The Wednesday May 7 puzzle (answers) is the second in four days for Richard Silvestri. It's back to the ballpark today after only thinking we might be headed there yesterday.
Other than the dead center, this was a fun and easy romp with so many clues I enjoyed. The "man of principle" is PETER. Back in 1970, The Peter Principle was one of those aha books that suddenly made the world make sense. Everyone you have to deal with is an idiot because they kept getting promoted to just beyond their level of competence, or so goes the theory. It's absurd or at least overly simplistic in retrospect but it made a big impression at the time since it's such a satisfying explanation.
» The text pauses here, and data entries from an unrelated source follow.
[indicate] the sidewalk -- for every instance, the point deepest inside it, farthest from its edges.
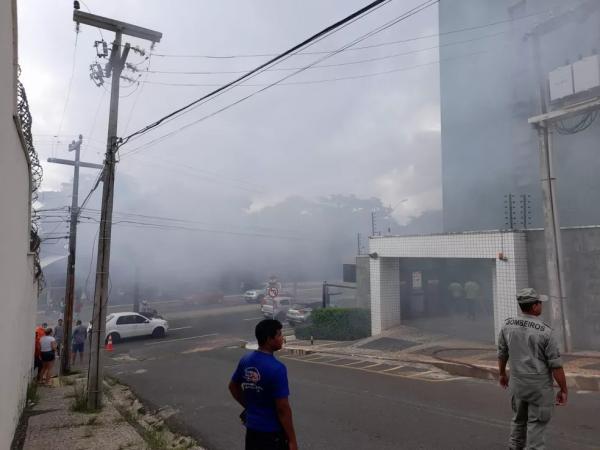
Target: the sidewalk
(458, 357)
(50, 421)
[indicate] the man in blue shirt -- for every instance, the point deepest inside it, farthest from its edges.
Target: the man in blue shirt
(260, 385)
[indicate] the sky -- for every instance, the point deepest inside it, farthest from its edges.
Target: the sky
(373, 136)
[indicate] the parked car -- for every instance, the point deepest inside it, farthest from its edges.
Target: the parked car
(131, 324)
(253, 296)
(276, 308)
(298, 314)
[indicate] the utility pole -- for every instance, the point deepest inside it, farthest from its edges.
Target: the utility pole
(136, 290)
(544, 123)
(70, 287)
(115, 66)
(373, 223)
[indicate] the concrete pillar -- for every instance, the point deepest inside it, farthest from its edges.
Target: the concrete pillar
(385, 294)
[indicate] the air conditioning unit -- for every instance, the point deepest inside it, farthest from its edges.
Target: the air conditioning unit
(586, 74)
(561, 83)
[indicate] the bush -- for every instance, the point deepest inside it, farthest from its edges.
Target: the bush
(338, 324)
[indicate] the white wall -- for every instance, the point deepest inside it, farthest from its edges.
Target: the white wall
(510, 274)
(17, 294)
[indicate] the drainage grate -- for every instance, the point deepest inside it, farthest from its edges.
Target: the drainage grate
(389, 344)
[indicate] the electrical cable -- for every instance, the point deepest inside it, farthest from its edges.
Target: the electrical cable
(122, 215)
(69, 86)
(87, 197)
(162, 227)
(135, 101)
(327, 80)
(332, 28)
(382, 44)
(398, 19)
(586, 121)
(322, 66)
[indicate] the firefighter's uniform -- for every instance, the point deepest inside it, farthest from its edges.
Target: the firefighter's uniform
(531, 350)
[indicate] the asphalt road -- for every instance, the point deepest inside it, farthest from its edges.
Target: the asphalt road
(334, 407)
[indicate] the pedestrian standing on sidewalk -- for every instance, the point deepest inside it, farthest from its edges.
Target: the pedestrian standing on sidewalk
(530, 348)
(40, 332)
(260, 385)
(79, 337)
(59, 333)
(48, 349)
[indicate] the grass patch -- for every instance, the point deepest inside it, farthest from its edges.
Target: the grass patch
(338, 324)
(32, 394)
(65, 381)
(93, 421)
(80, 401)
(155, 439)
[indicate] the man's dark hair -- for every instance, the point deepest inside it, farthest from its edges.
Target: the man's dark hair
(527, 307)
(266, 329)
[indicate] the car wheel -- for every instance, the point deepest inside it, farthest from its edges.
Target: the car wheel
(116, 338)
(280, 317)
(158, 332)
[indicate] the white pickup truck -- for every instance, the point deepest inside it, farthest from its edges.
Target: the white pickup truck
(276, 308)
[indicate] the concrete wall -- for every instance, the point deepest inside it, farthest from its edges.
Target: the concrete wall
(363, 282)
(581, 248)
(16, 265)
(511, 274)
(488, 148)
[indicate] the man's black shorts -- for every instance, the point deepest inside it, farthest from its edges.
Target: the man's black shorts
(259, 440)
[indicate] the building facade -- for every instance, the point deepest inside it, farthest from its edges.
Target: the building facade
(17, 261)
(489, 89)
(463, 283)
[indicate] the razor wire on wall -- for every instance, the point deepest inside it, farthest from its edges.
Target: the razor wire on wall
(25, 120)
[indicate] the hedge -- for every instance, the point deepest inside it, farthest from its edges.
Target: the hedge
(338, 324)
Three recent blog posts have generated A TON of mail. One was yesterday's Sudoku discussion. It turns out there's a lot of passion around that topic. For the record, sudokus are fun, at least when they're not absurdly hard, but the point of my stupid essay is that one aspect of crosswords that makes them special is that they are conducive to interesting conversation afterwards. That's what crossword blogs are all about. The genius of sudokus, on the other hand, is that they require absolutely no special knowledge and no special skills except the ability to think hard for a while. It's a completely different kind of cranial exercise but one that can also be satisfying. What it shares with crosswords and Rubik's cube is the joy of creating order within constraints. Nothing wrong with that.
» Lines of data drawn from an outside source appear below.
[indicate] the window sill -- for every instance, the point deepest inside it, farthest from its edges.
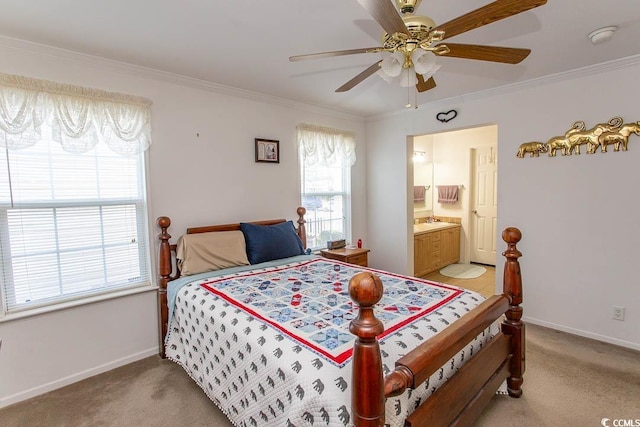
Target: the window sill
(76, 303)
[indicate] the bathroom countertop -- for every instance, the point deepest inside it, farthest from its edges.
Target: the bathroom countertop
(427, 227)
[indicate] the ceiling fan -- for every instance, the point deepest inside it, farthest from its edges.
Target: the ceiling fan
(412, 42)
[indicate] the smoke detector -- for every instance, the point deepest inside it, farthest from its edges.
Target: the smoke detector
(602, 35)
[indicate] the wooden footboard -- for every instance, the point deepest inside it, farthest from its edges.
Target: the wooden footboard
(461, 399)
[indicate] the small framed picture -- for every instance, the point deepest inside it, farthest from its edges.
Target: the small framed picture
(267, 150)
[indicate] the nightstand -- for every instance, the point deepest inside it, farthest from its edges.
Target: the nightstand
(357, 256)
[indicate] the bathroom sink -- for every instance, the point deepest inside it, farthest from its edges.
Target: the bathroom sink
(430, 226)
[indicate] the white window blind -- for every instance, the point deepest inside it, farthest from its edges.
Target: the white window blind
(72, 210)
(326, 157)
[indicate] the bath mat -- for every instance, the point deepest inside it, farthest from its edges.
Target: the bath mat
(463, 271)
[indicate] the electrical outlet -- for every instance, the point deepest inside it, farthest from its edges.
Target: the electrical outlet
(617, 312)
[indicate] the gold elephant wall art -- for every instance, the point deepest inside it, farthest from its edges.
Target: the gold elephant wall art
(615, 132)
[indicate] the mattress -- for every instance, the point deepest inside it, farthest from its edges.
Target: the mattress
(269, 344)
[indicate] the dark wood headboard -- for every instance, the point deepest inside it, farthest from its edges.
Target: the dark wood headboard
(166, 254)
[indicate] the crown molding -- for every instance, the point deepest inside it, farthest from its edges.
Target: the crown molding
(159, 75)
(513, 87)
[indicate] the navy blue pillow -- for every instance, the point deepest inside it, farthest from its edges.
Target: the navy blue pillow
(269, 242)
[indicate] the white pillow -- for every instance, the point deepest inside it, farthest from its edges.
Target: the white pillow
(200, 252)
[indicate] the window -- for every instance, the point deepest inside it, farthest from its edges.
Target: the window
(326, 157)
(73, 213)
My second email magnet was the mini-biography on the dark side of Will Shortz. Not surprising.
What I didn't expect was the flood of email when I talked about Nancy Salomon. Ms. Salomon is the Queen of Collaborators. I didn't know is she is the Much Loved Queen of Collaborators. Several people sent private mail telling me how much she had helped them, often pointing to her essays at cruciverb.com as the best collection of advice for beginners. Nancy herself sent me a gracious and modest note, but I hope she knows how appreciated she is. My favorite quote was forwarded by Orange who pulled some remarks by Stephen Edward Anderson from the NYT forum. With Mr. Anderson's permission, I'm including them here. It's an inside look at the creative process. The discussion refers to the recent April 23 crossword (puzzle, blog.)
Having found the four theme entries and arranged them horizontally in a grid, I sent it to one of the most remarkable persons I have ever known. Nancy Salomon sent it back, in her signature lightening turnaround time, with the comment that it might look better with the twin elevens running vertically.
In an almost incidental sort of way, she dropped in the grace notes that make this more than just a run-of-the-mill themed grid built around some rather dated movie nags. Checking the database, I found that HADABIT was spanking new. Nancy sagely advised me against giving it a theme-related clue, and likewise steered me away from the flatfooted temptation to clue the theme entries with mention of horses or cowboys:
"That's what RIDE 'EM COWBOY is for," she wrote.
What I deserve credit for is having stopped arguing with my wise and kind mentor, who has declined my suggestions of co-authorship: "Looks like a rocky road," says she, self-protectively.